The following is the abstract of a proposal submitted to the National Science Foundation on using AI to detect and combat online antisemitism by the Comper Center in collaboration with colleagues from the Universities of Haifa and Washington and Carnegie Mellon University

Adaptive Methods for Characterizing, Detecting, and Combating Antisemitism Online

BSF Application no. 2024674               NSF Application no. 2434771

PIs: Shuly Wintner (University of Haifa), David Barak-Gorodetsky (University of Haifa),
Maarten Sap (Carnegie Mellon University), Yulia Tsvetkov (University of Washington)

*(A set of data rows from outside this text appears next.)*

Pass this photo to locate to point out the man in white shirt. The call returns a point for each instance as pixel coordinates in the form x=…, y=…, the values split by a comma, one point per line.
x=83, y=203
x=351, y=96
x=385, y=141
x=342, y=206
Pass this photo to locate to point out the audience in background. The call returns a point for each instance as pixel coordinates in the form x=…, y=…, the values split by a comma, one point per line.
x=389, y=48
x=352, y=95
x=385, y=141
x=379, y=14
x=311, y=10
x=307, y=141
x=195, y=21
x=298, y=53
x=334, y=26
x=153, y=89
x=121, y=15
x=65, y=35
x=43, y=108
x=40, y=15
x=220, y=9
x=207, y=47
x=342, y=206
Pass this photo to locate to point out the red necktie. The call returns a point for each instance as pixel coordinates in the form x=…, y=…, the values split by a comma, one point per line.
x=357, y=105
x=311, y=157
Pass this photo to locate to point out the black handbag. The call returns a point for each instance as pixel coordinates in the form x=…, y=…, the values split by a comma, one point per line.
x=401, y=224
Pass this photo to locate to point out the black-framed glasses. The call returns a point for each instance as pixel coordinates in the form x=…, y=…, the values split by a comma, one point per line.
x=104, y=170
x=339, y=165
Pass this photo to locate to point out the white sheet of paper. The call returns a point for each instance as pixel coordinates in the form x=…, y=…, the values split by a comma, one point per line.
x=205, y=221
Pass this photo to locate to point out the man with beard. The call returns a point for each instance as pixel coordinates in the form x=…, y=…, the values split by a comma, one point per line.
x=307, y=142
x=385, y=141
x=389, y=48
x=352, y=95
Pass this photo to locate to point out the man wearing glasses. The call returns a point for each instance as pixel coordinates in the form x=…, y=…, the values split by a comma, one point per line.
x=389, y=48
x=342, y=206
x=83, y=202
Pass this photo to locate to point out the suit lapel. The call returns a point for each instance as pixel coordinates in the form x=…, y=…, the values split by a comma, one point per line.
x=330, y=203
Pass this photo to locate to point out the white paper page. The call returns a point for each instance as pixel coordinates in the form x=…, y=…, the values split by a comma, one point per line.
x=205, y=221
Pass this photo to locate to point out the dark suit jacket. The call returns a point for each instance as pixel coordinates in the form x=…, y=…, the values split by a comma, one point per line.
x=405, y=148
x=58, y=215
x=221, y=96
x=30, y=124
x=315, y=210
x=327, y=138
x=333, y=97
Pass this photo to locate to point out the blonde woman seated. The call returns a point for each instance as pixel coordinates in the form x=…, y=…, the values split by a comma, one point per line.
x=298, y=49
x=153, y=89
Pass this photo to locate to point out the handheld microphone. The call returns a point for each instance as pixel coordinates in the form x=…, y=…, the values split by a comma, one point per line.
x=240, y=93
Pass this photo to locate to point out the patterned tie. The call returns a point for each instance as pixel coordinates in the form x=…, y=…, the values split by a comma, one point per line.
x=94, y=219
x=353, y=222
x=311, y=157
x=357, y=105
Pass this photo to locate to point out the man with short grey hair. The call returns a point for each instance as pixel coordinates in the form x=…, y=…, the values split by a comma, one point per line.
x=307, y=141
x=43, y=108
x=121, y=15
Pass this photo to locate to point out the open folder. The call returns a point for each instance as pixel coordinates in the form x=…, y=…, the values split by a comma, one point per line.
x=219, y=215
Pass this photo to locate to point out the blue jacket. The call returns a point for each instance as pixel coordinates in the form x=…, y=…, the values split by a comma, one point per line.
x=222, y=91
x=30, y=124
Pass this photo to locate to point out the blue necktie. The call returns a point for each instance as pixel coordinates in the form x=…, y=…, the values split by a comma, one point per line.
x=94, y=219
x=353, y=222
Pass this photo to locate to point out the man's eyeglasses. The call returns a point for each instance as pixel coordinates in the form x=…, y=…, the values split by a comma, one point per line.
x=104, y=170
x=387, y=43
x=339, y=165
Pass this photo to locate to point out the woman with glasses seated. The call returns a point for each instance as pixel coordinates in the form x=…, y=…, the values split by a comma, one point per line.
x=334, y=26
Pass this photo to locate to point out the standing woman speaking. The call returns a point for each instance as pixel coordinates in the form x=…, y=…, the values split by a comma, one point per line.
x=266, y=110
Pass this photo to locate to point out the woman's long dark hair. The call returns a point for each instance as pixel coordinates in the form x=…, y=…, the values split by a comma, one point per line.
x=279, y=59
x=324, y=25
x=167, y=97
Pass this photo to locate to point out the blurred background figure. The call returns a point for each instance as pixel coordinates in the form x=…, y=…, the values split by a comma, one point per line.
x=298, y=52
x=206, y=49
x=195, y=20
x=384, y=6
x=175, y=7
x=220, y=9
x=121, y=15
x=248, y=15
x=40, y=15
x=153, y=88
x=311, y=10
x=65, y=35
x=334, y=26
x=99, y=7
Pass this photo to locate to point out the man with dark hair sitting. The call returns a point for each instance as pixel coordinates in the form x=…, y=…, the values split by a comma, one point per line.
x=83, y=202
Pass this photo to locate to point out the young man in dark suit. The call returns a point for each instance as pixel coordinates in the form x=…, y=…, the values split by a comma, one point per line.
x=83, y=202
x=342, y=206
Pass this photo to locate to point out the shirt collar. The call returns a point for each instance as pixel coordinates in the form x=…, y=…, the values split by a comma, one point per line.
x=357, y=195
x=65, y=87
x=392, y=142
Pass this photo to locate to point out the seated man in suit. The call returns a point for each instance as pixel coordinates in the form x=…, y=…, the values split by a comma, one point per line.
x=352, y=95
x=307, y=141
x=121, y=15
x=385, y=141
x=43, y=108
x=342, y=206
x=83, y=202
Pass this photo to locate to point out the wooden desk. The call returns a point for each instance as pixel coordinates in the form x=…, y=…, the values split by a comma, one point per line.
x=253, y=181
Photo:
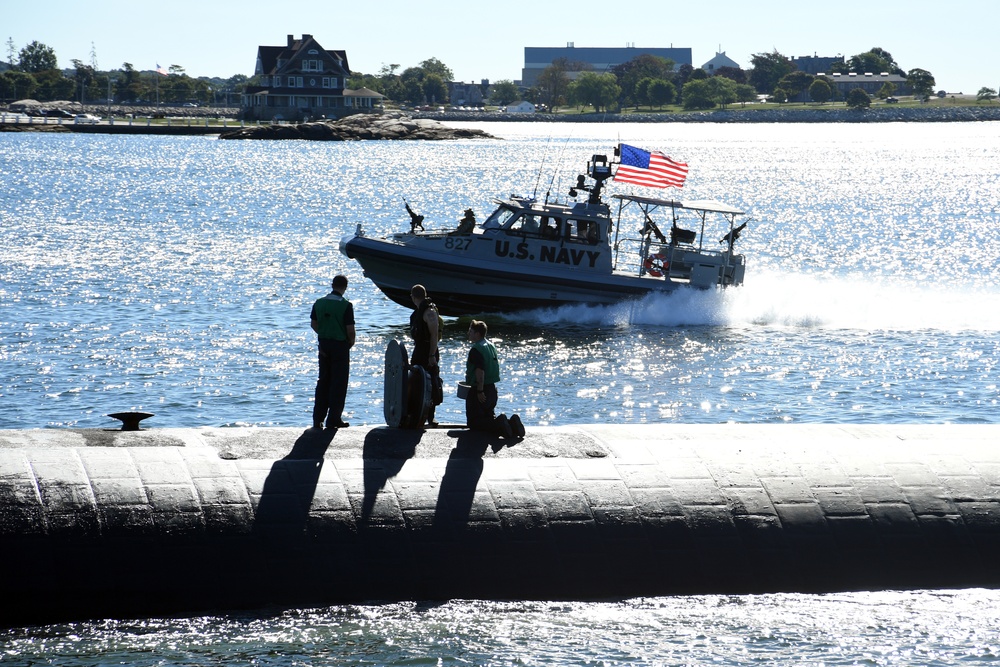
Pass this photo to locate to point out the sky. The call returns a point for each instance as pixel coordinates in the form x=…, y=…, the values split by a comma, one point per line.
x=953, y=40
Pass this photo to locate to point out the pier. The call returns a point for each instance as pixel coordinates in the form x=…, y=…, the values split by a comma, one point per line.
x=98, y=522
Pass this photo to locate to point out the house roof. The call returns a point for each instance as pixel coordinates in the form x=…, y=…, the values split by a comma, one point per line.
x=720, y=60
x=283, y=59
x=362, y=92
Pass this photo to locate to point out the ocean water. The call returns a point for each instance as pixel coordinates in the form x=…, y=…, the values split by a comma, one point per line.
x=175, y=276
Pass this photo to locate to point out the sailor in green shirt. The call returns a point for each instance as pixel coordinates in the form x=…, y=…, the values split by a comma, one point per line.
x=481, y=374
x=332, y=319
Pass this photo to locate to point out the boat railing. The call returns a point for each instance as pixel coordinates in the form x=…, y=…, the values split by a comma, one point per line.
x=637, y=255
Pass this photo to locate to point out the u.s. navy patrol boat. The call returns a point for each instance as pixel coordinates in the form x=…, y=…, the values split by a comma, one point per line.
x=535, y=254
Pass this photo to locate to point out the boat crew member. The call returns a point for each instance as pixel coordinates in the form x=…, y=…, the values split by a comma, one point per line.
x=416, y=220
x=332, y=319
x=482, y=372
x=466, y=224
x=425, y=327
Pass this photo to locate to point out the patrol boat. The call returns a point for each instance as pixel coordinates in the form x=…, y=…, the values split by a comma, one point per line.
x=538, y=254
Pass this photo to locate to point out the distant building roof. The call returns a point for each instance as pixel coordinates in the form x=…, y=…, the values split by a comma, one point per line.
x=720, y=60
x=274, y=59
x=598, y=58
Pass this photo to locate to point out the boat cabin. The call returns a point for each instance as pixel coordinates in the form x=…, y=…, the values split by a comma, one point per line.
x=550, y=222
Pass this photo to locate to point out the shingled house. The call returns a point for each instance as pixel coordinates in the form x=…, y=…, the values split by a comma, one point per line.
x=303, y=80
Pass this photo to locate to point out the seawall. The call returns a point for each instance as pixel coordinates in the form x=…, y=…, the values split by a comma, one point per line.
x=112, y=523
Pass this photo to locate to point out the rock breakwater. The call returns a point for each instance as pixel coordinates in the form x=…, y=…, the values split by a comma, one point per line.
x=881, y=114
x=359, y=127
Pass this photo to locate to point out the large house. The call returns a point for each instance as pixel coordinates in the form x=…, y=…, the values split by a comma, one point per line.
x=596, y=59
x=303, y=80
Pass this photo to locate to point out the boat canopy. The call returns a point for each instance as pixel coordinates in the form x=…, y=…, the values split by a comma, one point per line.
x=708, y=205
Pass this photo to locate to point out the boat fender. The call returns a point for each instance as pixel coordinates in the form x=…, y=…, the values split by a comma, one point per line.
x=656, y=265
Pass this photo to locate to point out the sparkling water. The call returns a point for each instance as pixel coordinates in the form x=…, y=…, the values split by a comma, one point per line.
x=175, y=276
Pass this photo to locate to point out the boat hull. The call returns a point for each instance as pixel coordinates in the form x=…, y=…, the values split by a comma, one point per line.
x=481, y=286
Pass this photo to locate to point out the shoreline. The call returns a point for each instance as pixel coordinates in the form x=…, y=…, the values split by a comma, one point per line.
x=880, y=114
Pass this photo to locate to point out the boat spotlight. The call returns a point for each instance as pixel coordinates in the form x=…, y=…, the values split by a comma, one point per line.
x=599, y=168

Online hate speech, toxic language, and otherwise prejudiced rhetoric can exacerbate existing social inequalities, cause mental health issues, and catalyze physical violence. The rise of such hateful content in online platforms motivated several natural language processing (NLP) approaches that address hate speech. However, properly tackling online hate speech still poses several challenges: 1. The definition of hate speech is subjective and debatable, and identifying it requires deep background knowledge of the target group and its societal context; 2. The manifestations of hate speech vary greatly, ranging from overt calls to violence to disguised, coded messages that are computationally challenging to detect, including dogwhistles, microaggressions, and implied statements; 3. Hate speech continuously evolves over time, making it a moving target for computational detection. Thus, properly addressing and combating hate speech computationally requires solutions that are fine-grained and adaptive to the various and ever-evolving forms hate speech can take and to the nuanced historical contexts of hate towards groups. Additionally, it requires building deep target-specific knowledge of the various manifestations of hate speech. Our proposal focuses on antisemitism. The subjective and often-debated, ancient-yet-ever-evolving, and culturally and temporally specific nature of antisemitism provides the right complexity for developing and studying fine-grained and adaptive combating tools with real impact. That said, our proposed developments will also pave the way for general computational solutions to combat other instances of hate speech and toxic language.
We propose to develop novel computational language technology methods for detecting and combating antisemitism online, based on a strong theoretical foundation, and a deep interdisciplinary understanding of antisemitism and its ever-changing appearances. We define three main goals:

1. Deepen our understanding of antisemitism and how it is manifested in online venues.

2. Develop adaptive methodologies to identify novel instances of antisemitism, including disambiguation of dogwhistles and classification of coded antisemitism, across domains.

3. Develop methodologies to combat antisemitism online, using various methods for highlighting the aggressive or hurtful nature of those utterances and suggesting educational responses. We will also employ extensive outreach activities, deploying our technology to empower stakeholders and policymakers to better tackle antisemitism.